I wanted to argue with him, but I knew that he was right. Being a hero doesn’t mean that a person can become comfortable with being a killer, too.
“They’re going to need you, Rudy.”
“I can’t help them all.”
“They couldn’t save all the people here,” I said. Rudy closed his eyes for a moment, then he stood up and looked down at me.
“And what about you, cowboy? Have you reached your limit?”
When I didn’t answer, he sighed and nodded. He patted my shoulder then turned and walked over to the group of agents. I watched him go, saw the process of change that happens when he goes from being my friend Rudy to Dr. Sanchez. He always seems bigger, taller. A rock for those who need something to cling to. But I knew the truth: he, too, was marked, and like the rest of us he would carry this with him forever.
So . . . what about me? I wondered. I could already feel the shock ebbing within me. As the adrenaline washed its way out of my bloodstream my deep grief and horror was dipping lower and lower. In the reeds there in the back of my mind the Warrior was already beginning to sharpen his knife again. I knew it, I could feel it.
I looked at the agents, and all of them looked so young and so hurt.

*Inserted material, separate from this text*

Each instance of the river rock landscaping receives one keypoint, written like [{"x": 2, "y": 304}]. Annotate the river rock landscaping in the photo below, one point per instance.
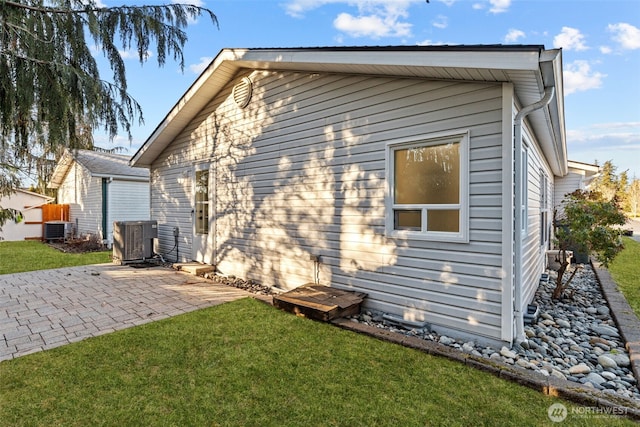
[{"x": 573, "y": 338}]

Only one looked back at me and held my gaze. He was in his late twenties, not all that much younger than me, but his eyes were older than his face. His expression reflected less shock than the others. He read my face and I read his, and we exchanged a brief nod that none of the others saw, or if they did then they didn’t understand it. They weren’t of the same species as we were. The young agent turned back and listened to Rudy, but I was sure that he was already working through the experience in his own head. The way I was. The way warriors do. He and I did not need to be marked by our experiences. We were born with that mark.